DSL coloring question

I'm trying to create a DSL (for AP Comp Sci Principles' Pseudocode) and would like a few more categories for the syntax colorer. Are those permanently fixed such that they can't be changed? If so, is there a way to load color preference into DrRacket when you specify the language? Currently, Symbol and Keyword are the same, as are String, Text, and Constant. If I could change those, I might be able to get by with the provided color types. (Although I'm wondering if the docs are out of date, since they only have 'string and 'constant, but not 'text as a possible value for the token type.

1 Like

I did find this ticket.

So I guess my question is now, is there a way to load preferences with a #lang declaration.

See 1 Tool support for #lang-based Languages about the general mechanism of a lang supplying a "get-info" procedure.

The first subsection is about syntax coloring. You'll need to chase a link to the start-colorer method of color:text<%>.

Although I've only used these via get-info in a tool (Emacs), not implemented one for a lang, I think the hand-wavy summary is you can wrap and reuse the lexer you probably already wrote for your lang, to supply the coloring tokens to tools?

1 Like

Yeah. I've set up the coloring, but I wanted more colors than are available, since the default color scheme sets some of the colors to the same. Is there any way to load new color preferences based on the #lang chosen, or do I have to just tell my students to go in and change some colors?

My understanding is that the set of symbols (for the token "type") returned by the lang's lexer is open -- it's not limited to those for the #lang racket lexer, for example.

Furthermore, instead of returning a symbol, the lexer can can return a hash-table with a 'type mapping... as well as any other mappings it wants to. (Some of these extra mappings are motivated by #lang rhombus, and I know some of them ad hoc. I don't know if/when some might get "promoted" to be documented as "official" or "recommended" to use for other langs with similar characteristics?)

As for what token types get mapped to what colors, that's left up to each tool, such as DrRacket.

1 Like

p.s. To discover more, I suppose you could look at what rhombus does for its color-lexer.

That chain seems to start here: rhombus/rhombus-lib/rhombus/private/core.rkt at eb600b73f8004f591a49ba25511fcdba568d126c · racket/rhombus · GitHub

and continue here: rhombus/rhombus-lib/rhombus/private/syntax-color.rkt at eb600b73f8004f591a49ba25511fcdba568d126c · racket/rhombus · GitHub

You could get a sense for its variety of token types (and maybe some other interesting details?).

Then, you could open DrRacket and discover what kind of UI is provided for configuring them to be various colors.


Apologies if none of this is exactly on point. Hopefully someone else can chime in.

1 Like

This is helpful. I was able to get a sufficient number of colored types, but without a way to provide a default color scheme, several of them end up the same color. I suppose I could create my own color scheme and provide instructions for how to use it.

It's an interesting problem.

On the one hand, as you say, a lang may want distinct colors for distinct token types.

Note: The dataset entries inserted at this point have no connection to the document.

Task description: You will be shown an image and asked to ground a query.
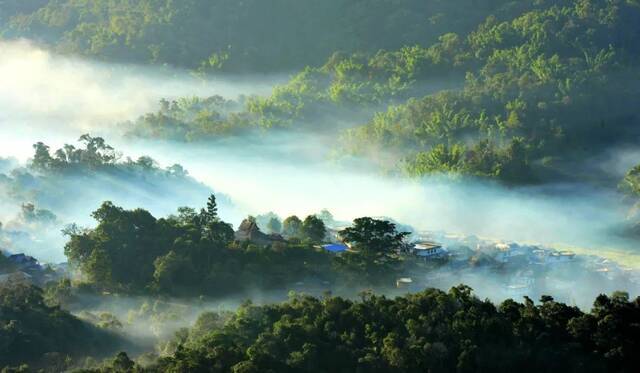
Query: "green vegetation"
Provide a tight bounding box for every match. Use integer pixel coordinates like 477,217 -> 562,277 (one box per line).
0,135 -> 215,218
120,0 -> 640,184
0,281 -> 123,372
65,196 -> 410,297
85,286 -> 640,372
345,1 -> 640,183
0,0 -> 524,72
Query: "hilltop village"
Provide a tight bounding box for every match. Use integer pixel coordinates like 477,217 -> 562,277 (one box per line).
5,209 -> 640,303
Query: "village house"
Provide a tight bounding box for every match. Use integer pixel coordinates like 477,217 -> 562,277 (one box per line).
411,241 -> 449,260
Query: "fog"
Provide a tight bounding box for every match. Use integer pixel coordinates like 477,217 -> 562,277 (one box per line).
0,41 -> 640,306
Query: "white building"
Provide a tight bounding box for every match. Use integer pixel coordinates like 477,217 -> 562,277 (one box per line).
413,242 -> 449,260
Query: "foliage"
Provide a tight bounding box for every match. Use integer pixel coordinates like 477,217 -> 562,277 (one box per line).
302,215 -> 327,242
282,215 -> 302,238
65,196 -> 333,297
94,285 -> 640,372
336,217 -> 408,284
343,1 -> 640,183
0,0 -> 520,72
0,282 -> 122,370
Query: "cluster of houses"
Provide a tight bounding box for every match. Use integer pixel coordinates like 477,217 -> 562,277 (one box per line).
0,252 -> 65,285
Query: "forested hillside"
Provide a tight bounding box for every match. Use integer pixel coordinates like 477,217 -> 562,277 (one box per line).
0,280 -> 127,372
119,0 -> 640,185
89,286 -> 640,372
0,0 -> 536,72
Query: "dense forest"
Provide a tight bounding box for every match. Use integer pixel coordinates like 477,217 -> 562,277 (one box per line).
114,1 -> 640,185
0,0 -> 640,373
5,280 -> 640,372
0,0 -> 535,72
58,195 -> 415,298
0,280 -> 129,372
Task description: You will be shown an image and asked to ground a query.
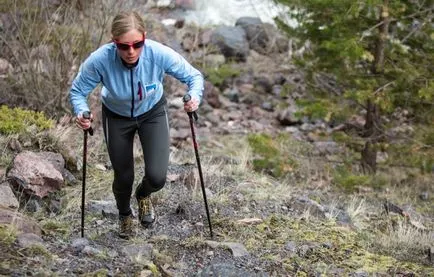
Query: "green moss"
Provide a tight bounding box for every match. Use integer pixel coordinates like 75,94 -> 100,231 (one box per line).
25,244 -> 52,260
0,105 -> 54,135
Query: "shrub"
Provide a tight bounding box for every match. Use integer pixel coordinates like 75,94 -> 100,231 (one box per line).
0,105 -> 54,135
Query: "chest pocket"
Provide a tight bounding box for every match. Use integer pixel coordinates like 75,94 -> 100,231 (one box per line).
145,84 -> 157,95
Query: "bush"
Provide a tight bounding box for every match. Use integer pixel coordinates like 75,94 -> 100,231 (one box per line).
0,105 -> 54,135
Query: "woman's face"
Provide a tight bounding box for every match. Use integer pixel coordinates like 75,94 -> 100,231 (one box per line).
113,29 -> 145,64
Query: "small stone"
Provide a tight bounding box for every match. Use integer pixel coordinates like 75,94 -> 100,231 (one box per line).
419,191 -> 429,201
71,238 -> 89,252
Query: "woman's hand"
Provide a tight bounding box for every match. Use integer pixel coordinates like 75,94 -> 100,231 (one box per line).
184,97 -> 199,113
75,111 -> 93,130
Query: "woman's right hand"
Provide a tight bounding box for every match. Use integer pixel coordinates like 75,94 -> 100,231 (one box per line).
75,113 -> 93,130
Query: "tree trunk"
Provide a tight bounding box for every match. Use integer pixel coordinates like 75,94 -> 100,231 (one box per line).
361,0 -> 390,174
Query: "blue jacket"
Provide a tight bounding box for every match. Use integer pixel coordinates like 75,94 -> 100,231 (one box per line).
69,39 -> 204,117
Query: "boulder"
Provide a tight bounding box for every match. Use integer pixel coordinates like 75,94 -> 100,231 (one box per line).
211,26 -> 249,61
7,151 -> 65,198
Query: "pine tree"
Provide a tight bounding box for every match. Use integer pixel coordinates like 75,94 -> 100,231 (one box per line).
276,0 -> 434,173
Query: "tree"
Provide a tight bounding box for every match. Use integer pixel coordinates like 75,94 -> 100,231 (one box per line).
276,0 -> 434,173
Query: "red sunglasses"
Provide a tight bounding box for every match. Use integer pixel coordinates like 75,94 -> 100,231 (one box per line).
113,35 -> 145,51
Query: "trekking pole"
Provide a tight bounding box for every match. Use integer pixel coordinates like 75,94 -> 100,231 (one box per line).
81,112 -> 93,237
182,94 -> 213,238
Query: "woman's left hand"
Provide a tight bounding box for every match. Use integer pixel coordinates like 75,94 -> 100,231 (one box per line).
184,97 -> 199,113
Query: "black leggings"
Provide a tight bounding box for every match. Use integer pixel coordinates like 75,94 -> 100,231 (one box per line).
102,99 -> 169,214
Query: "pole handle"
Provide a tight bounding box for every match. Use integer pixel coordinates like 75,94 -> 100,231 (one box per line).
182,93 -> 198,121
83,111 -> 93,136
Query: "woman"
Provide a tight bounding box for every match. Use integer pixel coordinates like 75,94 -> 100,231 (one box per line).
70,12 -> 204,238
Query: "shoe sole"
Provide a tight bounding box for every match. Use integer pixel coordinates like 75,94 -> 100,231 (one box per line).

On the other hand, the lang probably shouldn't supply an exact color, because doing so shades off (pun) into the responsibility of themes. If a lang supplies some literal color, it could look bad or even be unreadable in certain themes. There needs to be some level of indirection.


Spitballing, two ideas:

  1. Simplest: Tools like DrRacket and Racket Mode for Emacs could let users/themes pick some distinct color for "all other" token types. Although this might help the novel tokens stand out from "typical" ones -- a sort of, "hey, configure me!" signal -- the novel ones would default to all looking like each other. So not ideal.

  2. Building on a concept from e.g. Emacs, where a "face" (~= font + attributes) can "inherit" plus modify some other face: There could be some little DSL for saying things like, "The foo token should look like the symbol (or string or whatever) token, except bold (or italic, underlined, lighter, darker, whatever)".

    But... this could be complicated to implement reliably -- especially in a "portable" way that could work well across diverse tools? And I worry even done well, such a DSL could turn out to be insufficient for langs with many distinct tokens?

Probably there's some third, better idea?